The witch’s eyes rolled over at the back of his head, drool falling from his mouth. Death was here, he was dying, and the executioner was giving it to him slowly. But he was an unholy creature, a heretic, a practitioner of forbidden knowledge. And he wanted more.

He gave a troubled, far off laugh, and settled down against the thick, hungry length, and began to bounce sloppily. Liquid squirted from his sleek entrance, every plunge was loud and wet. The witch threw his head back, eyes rolled over, as his half fell over his body. The executioner chuckled at the witch’s need for a quicker, more violent death. His hands hardened so deeply into the skin, it turned purple, and he began to thrust the pole up into the witch. The creature wailed and cried with tears, saliva dripping down from his hanging tongue; his cock was fully erect and bounced against his impaled stomach, cum already forming at the throbbing tip.

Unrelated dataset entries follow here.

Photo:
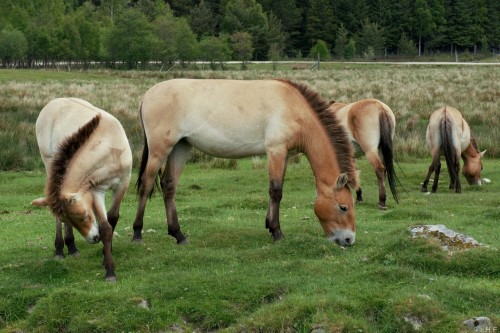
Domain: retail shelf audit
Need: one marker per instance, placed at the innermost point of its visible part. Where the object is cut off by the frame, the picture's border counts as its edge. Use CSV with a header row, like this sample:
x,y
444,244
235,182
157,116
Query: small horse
x,y
449,134
235,119
85,152
370,125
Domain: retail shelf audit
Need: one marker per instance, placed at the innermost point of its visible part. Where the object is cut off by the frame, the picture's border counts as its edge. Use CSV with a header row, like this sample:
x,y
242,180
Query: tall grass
x,y
412,91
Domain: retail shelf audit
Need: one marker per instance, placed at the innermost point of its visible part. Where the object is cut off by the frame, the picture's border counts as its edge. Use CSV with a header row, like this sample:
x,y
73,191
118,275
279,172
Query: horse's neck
x,y
469,152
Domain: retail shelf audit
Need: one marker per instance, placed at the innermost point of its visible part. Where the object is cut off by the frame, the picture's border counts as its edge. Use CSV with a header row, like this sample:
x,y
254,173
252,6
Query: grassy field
x,y
232,277
413,92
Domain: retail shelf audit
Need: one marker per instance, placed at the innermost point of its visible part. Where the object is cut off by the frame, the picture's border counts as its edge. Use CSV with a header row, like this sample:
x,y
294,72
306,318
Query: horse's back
x,y
456,127
63,117
361,120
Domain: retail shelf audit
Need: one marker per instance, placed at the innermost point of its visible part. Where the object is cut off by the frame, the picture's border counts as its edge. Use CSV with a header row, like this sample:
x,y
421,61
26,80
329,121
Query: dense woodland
x,y
133,33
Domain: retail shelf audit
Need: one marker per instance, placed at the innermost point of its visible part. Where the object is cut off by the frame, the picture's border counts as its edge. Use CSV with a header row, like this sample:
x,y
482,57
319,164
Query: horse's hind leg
x,y
148,180
175,163
277,165
59,241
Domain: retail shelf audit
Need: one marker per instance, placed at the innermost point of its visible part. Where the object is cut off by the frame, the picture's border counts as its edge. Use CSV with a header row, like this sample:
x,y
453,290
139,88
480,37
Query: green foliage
x,y
131,39
371,39
241,43
13,46
406,46
232,278
215,50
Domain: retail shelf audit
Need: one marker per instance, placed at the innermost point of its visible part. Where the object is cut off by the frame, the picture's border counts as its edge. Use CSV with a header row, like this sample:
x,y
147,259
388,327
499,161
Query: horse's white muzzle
x,y
93,235
343,237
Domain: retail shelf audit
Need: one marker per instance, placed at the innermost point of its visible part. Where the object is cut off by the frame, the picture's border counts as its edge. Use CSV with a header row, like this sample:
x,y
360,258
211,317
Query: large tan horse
x,y
234,119
370,125
449,134
85,152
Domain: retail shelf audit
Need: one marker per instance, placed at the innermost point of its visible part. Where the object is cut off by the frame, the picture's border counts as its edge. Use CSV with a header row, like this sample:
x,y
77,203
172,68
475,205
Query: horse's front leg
x,y
175,163
59,241
147,183
380,172
277,165
106,234
437,171
69,240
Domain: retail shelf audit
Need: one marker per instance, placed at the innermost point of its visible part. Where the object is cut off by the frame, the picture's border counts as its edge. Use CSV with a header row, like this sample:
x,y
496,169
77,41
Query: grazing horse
x,y
85,152
370,125
449,134
238,118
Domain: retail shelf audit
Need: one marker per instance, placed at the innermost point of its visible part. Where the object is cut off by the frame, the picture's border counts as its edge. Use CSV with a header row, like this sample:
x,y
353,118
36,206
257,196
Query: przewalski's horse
x,y
235,119
370,125
449,134
85,152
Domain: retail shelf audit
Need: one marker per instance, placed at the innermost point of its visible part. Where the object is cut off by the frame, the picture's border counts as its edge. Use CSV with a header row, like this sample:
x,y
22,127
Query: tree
x,y
406,46
247,16
371,39
276,38
13,46
319,50
202,20
241,43
341,41
290,16
131,39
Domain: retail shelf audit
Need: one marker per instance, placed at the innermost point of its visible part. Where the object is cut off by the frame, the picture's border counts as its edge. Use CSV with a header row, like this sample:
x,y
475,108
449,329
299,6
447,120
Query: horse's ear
x,y
342,181
42,202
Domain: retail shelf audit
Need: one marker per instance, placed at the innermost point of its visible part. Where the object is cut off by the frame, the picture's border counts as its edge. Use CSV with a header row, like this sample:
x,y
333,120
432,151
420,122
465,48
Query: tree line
x,y
132,33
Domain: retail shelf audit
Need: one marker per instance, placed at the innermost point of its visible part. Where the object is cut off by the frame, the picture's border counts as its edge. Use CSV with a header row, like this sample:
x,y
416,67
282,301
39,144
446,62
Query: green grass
x,y
233,278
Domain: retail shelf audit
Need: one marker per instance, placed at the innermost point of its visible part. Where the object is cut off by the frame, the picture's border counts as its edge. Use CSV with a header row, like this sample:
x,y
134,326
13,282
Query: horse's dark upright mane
x,y
59,165
336,132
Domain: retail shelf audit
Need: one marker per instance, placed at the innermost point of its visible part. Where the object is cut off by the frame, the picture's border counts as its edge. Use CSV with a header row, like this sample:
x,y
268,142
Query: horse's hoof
x,y
183,242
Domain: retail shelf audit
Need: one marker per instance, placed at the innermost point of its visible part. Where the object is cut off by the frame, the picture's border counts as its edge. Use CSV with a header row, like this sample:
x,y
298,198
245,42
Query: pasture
x,y
232,277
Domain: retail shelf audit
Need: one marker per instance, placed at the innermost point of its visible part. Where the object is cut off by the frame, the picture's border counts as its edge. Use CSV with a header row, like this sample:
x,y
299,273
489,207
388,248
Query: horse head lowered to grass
x,y
85,152
235,119
449,134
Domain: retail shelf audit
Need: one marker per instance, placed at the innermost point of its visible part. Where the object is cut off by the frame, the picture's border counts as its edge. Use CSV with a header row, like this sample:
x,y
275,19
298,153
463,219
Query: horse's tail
x,y
144,160
450,153
386,148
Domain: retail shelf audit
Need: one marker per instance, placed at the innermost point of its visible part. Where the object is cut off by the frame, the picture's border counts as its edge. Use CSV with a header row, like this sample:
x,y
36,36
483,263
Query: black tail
x,y
144,162
386,147
449,150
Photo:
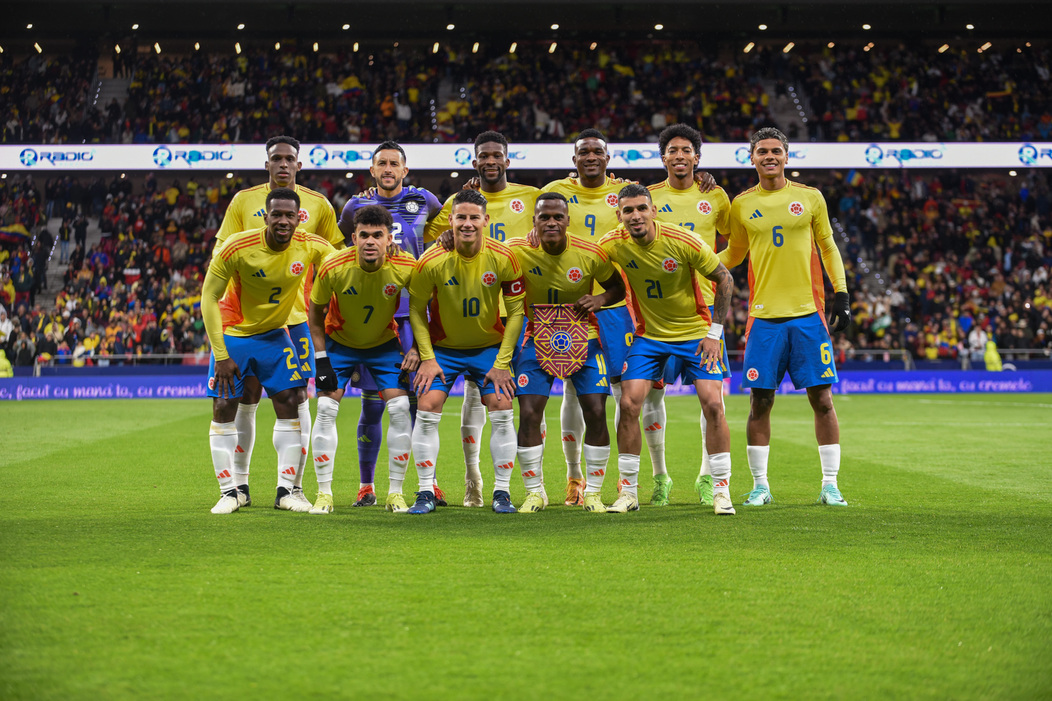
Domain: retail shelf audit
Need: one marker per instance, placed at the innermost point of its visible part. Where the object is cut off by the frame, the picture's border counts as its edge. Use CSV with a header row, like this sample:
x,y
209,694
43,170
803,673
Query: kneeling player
x,y
660,262
360,288
559,278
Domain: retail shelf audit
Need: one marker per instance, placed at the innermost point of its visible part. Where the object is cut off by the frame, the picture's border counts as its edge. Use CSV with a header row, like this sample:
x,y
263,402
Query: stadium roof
x,y
479,20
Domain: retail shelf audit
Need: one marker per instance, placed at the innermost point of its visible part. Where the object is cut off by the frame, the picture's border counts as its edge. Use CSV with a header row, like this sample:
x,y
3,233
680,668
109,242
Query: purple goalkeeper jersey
x,y
410,208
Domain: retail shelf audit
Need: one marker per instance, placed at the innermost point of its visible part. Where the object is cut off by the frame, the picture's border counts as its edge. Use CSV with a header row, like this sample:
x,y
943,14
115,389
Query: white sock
x,y
572,419
597,458
530,459
289,447
830,457
502,447
757,463
653,419
222,440
472,421
399,441
721,473
324,441
304,411
706,466
628,473
425,447
245,421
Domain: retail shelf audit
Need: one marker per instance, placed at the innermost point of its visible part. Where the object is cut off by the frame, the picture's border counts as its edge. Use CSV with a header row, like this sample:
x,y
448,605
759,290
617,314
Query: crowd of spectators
x,y
628,89
963,259
938,263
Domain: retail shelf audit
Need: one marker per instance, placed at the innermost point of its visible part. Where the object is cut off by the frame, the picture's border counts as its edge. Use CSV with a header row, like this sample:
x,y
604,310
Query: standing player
x,y
672,320
592,199
562,272
267,266
246,212
510,209
359,288
679,201
784,226
462,288
410,207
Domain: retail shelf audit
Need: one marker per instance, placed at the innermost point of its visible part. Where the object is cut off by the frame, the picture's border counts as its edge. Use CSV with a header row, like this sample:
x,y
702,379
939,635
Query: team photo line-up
x,y
612,286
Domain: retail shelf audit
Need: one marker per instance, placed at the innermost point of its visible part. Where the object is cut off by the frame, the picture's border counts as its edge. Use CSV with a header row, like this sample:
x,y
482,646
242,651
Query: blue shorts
x,y
361,377
269,357
472,363
647,359
615,333
383,363
590,379
801,345
304,346
674,365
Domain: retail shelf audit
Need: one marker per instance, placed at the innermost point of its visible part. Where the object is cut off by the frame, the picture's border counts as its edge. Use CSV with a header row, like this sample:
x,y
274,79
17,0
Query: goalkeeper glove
x,y
325,376
841,317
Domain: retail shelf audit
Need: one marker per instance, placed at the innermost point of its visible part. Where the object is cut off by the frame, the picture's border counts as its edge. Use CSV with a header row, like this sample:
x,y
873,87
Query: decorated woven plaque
x,y
560,338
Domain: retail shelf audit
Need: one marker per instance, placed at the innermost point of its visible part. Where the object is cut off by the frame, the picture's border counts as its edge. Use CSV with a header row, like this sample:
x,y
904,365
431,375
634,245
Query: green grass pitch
x,y
935,583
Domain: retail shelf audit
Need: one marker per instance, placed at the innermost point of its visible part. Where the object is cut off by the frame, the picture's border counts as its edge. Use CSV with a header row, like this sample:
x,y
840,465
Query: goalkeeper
x,y
784,227
559,275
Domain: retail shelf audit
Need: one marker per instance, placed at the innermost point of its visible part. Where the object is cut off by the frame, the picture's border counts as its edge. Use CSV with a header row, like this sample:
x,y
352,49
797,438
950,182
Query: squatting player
x,y
679,201
562,271
359,289
410,207
510,209
661,262
462,289
784,227
246,212
268,265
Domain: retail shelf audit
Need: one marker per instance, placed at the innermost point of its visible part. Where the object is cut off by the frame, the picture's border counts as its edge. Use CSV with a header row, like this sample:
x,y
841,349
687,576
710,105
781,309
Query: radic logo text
x,y
165,157
31,157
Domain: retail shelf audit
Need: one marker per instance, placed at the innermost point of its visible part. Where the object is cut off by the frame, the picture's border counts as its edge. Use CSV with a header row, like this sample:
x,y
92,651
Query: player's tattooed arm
x,y
613,293
725,291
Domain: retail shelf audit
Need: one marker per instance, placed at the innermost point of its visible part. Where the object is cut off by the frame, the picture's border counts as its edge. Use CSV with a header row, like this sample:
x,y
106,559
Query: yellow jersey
x,y
593,211
463,298
245,213
705,214
788,237
362,303
264,282
666,298
562,279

The crowd shouted, the crowd wailed. _Give him death, let him suffer, tear his insides apart!_

And the executioner did just that proudly.

The monstrous pole somehow lengthened inside of the witch like a serpent digging deeper into its narrow nest. He gave a laugh-cry, choking on his own spit, as it pierced his prostate repeatedly. His stomach bulged from the size of the pole with every thrust and he kept bouncing erratically, chasing his own violent orgasm until it plunged fully into that spot once more and he cried out—cum shot out in thick, hot ribbons and coated his chest white and slick.

The executioner thrust up roughly into him through the climax and roared as his own liquids filled the witch up, emptying everything with his stomach jutting out like a mother with child. The witch finally sunk back down against the pole that impaled him, his mind lost to the execution, eyes white and dead. His tongue hung out slightly, ready for the crows to pick and fight over; with final gasp, his body went limp and the crowed finally cheered with the arrival of a terrible and cruel death.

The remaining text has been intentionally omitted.